Llano Grande

Pueblos Mancomunados ist die Gemeinschaft mehrerer Bergdörfer 60 km von Oaxaca entfernt. Zusammen entwickelten sie ein Programm, um den Tourismus für die Gegend zu entwickeln und zu nutzen. Von dem Büro in Oaxaca aus kann man ein für sich maßgeschneidertes Paket buchen. Unterkunft, Mahlzeiten und Führer inklusive. Die Zentrale rechnet dann alles mit den Dörfern ab.

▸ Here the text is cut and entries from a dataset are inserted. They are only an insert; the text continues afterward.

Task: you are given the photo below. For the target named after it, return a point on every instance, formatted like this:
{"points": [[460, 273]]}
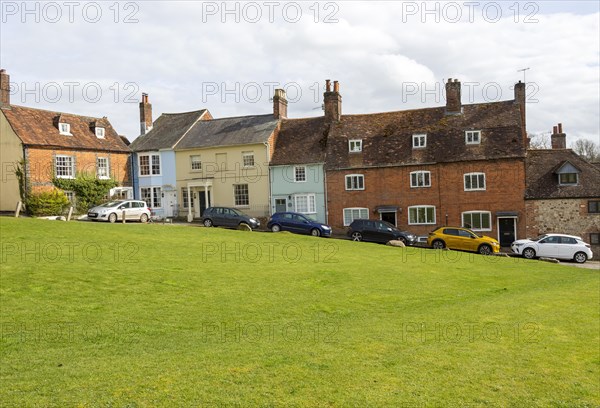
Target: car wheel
{"points": [[356, 236], [580, 257], [438, 244], [485, 250], [529, 253]]}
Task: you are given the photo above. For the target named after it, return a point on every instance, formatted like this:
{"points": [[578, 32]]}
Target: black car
{"points": [[228, 217], [378, 231]]}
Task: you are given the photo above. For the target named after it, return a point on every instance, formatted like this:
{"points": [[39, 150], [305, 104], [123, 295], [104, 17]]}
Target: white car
{"points": [[112, 211], [558, 246]]}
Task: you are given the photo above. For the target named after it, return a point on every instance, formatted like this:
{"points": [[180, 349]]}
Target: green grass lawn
{"points": [[164, 315]]}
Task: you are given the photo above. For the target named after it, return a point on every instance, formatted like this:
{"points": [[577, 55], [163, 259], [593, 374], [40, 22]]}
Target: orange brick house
{"points": [[419, 169], [56, 144]]}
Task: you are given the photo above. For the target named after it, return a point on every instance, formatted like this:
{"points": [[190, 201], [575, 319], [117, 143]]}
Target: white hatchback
{"points": [[112, 211], [558, 246]]}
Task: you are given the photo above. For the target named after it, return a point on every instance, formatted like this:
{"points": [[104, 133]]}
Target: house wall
{"points": [[505, 186], [11, 152], [283, 186], [224, 178], [563, 215]]}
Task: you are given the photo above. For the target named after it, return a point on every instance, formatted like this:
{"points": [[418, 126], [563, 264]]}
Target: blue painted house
{"points": [[296, 171], [153, 163]]}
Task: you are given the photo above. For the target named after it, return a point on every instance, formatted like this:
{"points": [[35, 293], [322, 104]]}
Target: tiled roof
{"points": [[37, 127], [167, 130], [542, 182], [301, 141], [387, 137], [241, 130]]}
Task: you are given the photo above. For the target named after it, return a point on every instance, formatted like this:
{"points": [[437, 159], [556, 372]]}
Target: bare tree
{"points": [[587, 149]]}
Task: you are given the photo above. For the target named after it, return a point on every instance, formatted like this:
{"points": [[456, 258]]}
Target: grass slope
{"points": [[151, 315]]}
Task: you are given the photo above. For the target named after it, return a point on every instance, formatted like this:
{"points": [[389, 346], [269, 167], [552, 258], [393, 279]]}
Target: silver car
{"points": [[135, 210]]}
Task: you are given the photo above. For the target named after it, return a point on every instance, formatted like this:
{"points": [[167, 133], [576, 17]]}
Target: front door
{"points": [[507, 231]]}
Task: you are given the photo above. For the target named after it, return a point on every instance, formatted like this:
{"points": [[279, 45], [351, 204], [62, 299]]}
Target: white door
{"points": [[169, 203]]}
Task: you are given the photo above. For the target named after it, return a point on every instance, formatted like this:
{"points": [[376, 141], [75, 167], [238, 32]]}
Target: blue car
{"points": [[298, 223]]}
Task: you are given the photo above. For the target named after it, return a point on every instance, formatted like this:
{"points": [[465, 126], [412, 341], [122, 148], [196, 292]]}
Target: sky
{"points": [[96, 58]]}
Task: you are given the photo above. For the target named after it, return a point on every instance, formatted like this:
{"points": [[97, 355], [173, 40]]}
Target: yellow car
{"points": [[462, 239]]}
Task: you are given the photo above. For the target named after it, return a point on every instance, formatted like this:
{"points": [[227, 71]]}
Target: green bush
{"points": [[46, 203]]}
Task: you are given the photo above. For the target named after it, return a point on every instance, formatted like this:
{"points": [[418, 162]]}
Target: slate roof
{"points": [[542, 181], [301, 141], [387, 137], [37, 127], [241, 130], [167, 130]]}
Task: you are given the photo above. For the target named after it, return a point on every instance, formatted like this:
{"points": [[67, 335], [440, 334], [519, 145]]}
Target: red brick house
{"points": [[419, 169], [563, 193], [55, 144]]}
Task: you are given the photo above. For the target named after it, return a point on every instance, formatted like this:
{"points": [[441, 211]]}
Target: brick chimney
{"points": [[333, 101], [558, 138], [279, 104], [4, 89], [453, 101], [145, 115]]}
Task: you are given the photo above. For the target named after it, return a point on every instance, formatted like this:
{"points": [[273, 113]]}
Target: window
{"points": [[355, 182], [474, 181], [420, 179], [152, 196], [195, 163], [477, 220], [351, 214], [65, 167], [473, 137], [419, 141], [422, 214], [240, 195], [149, 164], [299, 174], [64, 129], [185, 198], [102, 167], [305, 203], [567, 178], [355, 145]]}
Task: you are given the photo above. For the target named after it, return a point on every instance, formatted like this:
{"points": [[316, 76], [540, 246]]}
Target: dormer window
{"points": [[64, 129], [355, 146]]}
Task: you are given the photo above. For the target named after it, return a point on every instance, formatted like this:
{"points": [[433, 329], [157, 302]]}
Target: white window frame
{"points": [[155, 196], [296, 179], [193, 162], [70, 165], [355, 145], [246, 155], [354, 177], [472, 134], [151, 157], [66, 127], [107, 175], [419, 140], [361, 211], [421, 207], [420, 176], [471, 213], [476, 175], [311, 203]]}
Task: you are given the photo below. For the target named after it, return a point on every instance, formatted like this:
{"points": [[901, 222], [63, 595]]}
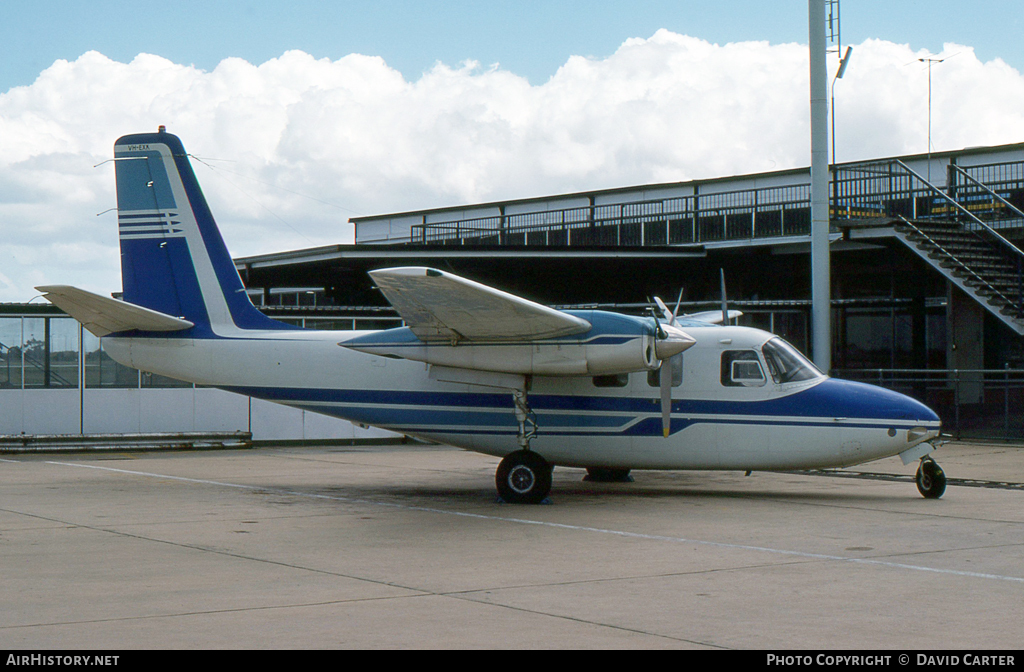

Den Transfer haben wir auch gleich mitgebucht, denn mit den öffentlichen Verkehrsmittel und viel Gepäck reisen, das ist hier nicht so der Hit.
In jedem Dorf sind Hütten gebaut worden, deren Komfort uns angenehm überrascht hat. Nagelneues Bad ist auch da. Warmes Wasser gibt es natürlich nicht den ganzen Tag und nachts wird es hier in den Bergen schon richtig kalt. Aber dafür wird uns nach dem Abendessen der Kamin angefeuert. Im örtlichen Comedor, hier im Ort gibt es drei, haben wir eben total lecker gegessen. Vorne im Haus ist ein kleiner Laden, dahinter die Küche und im angrenzenden Raum dann das Wohnzimmer der Familie. Mit mehreren großen Tischen für Essensgäste vor dem weihnachtlich geschmückten Kamin.
Erste Wanderung war heute eine Tour oberhalb des Dorfes. Vier Stunden in 3200 m Höhe nach zwei Tagen im Bett waren schon anstrengend. Interessant ist hier die Mischung aus Pinienwald und riesigen Agaven, deren Blüten zum Teil über drei Meter hoch sind.
Morgen geht‘s dann nach Cuajimoloyas. Wir sind gespannt.

Wieder fit

Naja, noch nicht ganz. Den Tag etwas wackelig auf den Beinen begonnen, aber mit vielen Pausen und einem unermüdlichen Pfleger (“ Du musst trinken, ich koch Dir noch einen Tee“) ging es stündlich besser. Mit diesem Tag, an dem eigentlich nichts passiert ist, melden wir uns jetzt für eine Woche ab. Auf der Wanderung durch die Bergdörfer gibt es kein Internet und auch Mobilfunk funktioniert nicht überall. Also freut Euch auf den 10. Januar, da gibt es dann die geballte Ladung Berichte. Wer etwas spanisch versteht, findet hier unsere Tour, wie sie bei sierranorte im Programm steht: hier

Alles super organisiert. Und Hütten mit Kamin :-)

Jahreswechsel

Silvester ist bekanntlich eh nicht unser Ding, und das Jetlag wirkt noch leicht nach. Deswegen haben wir nach dem nachmittäglichen Besuch der Kirche “ Templo de Santo Domingo“ und des beeindruckenden regionalen Kulturmuseums im benachbarten Kloster beschlossen, ein frühes Abendessen einzunehmen und die Böller lieber vom Bett aus zu hören. Leider war die Restaurantwahl am Zocalo von Oaxaca wohl die falsche und an Annes „Arranchera“-Steak etwas nicht so, wie es sein sollte. So begann für uns das Neue Jahr mit „Montezumas Rache“. An Neujahr treten wir deswegen etwas kürzer und verbringen den Tag im Bett, um für die Sieben-Tage-Wanderung ab übermorgen wieder fit zu sein. Weshalb es keine Bilder von uns vom ersten Tag des Jahres 2016 geben wird. Nur so viel Dokumentation: Annes Fitness-Armband-App zählt heute nur die Schritte vom Bett zum stillen Örtchen: 304 waren es von Mitternacht bis zwölf Uhr mittags.